The Mainz massacre, in which an estimated 600 Jews were murdered (although some reports put the number at over 1,000), was one of a number of attacks on Germany’s Jews by bands of armed peasants from France and Germany, at the start of what came to be known as the First Crusade.
The Jewish communities of Metz, Speyer and Worms were also targeted. The Crusaders generally sought to convert Jews or to take their money, which they used for provisions for the battles ahead.
Each of the chroniclers – Christians and Jews, some of them writing at around the time of the events and others only years later – had different motivations in writing, and they don’t always agree on even the simplest facts.
The 11th-century Jewish scholar Solomon bar Simson argued that Emicho had had a vision of himself as the “Last Emperor,” a popular apocalyptic concept of the era. The Last Emperor was someone who would bring about the conversion of the Jews and then lead a united Christendom to Jerusalem, to conquer it and usher in the End of Days. It was that vision, suggest some historians, that inspired not only Emicho but also the thousands who joined his army to begin the long march eastward.
Kenneth Stow, professor emeritus of Jewish history at the University of Haifa, disagrees with this characterization of Count Emicho. He suggests that bar Simson was mocking Emicho, whom he and other chroniclers were angry at for their feeble attempts at converting the Jews. Stow believes that, from a medieval Christian perspective, it was worse to force Jews to undergo baptism under the threat of death and run the risk of having them abandon their Christianity and return to Judaism than it was to leave them be. “This ‘backsliding,’ as it was called, was opprobrious,” Stow wrote, in a 2001 article, as it “led to the violation not only of the canons forbidding apostasy but also of the canons protecting the Jews and their right to preserve their religion.”
In any event, Emicho and his army found themselves locked out when they arrived at the gates of Mainz on May 25. The Jews inside tried negotiating with him, and even delivered a ransom of gold.

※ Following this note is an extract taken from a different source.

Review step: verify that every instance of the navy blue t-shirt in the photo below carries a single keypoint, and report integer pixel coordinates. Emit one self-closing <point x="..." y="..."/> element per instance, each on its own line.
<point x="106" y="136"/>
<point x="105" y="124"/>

Archbishop Ruthard of Mainz offered the town’s Jews refuge in his palace. Some of Mainz’s burghers of Mainz offered protection to Jews with whom they did business, and an effort was even made to organize armed resistance to the crusaders.
But the crusaders were too numerous to defeat, and by the time they entered the city the archbishop and his militia had fled. The crusaders combed the archbishop’s palace and the home of the burgrave, the military governor of the city, and killed the Jews they found who hadn’t already killed themselves. Memorial books commemorating the slaughter list the names of more than 600 Jewish victims.
After Mainz, Emicho’s army proceeded through the Rhine Valley, by way of Cologne, toward Hungary. Emicho was killed in battle by the Duke of Swabia. His followers met their end at the hands of Hungarians, in Wieselburg, near Bratislava – never coming anywhere near the Holy Land."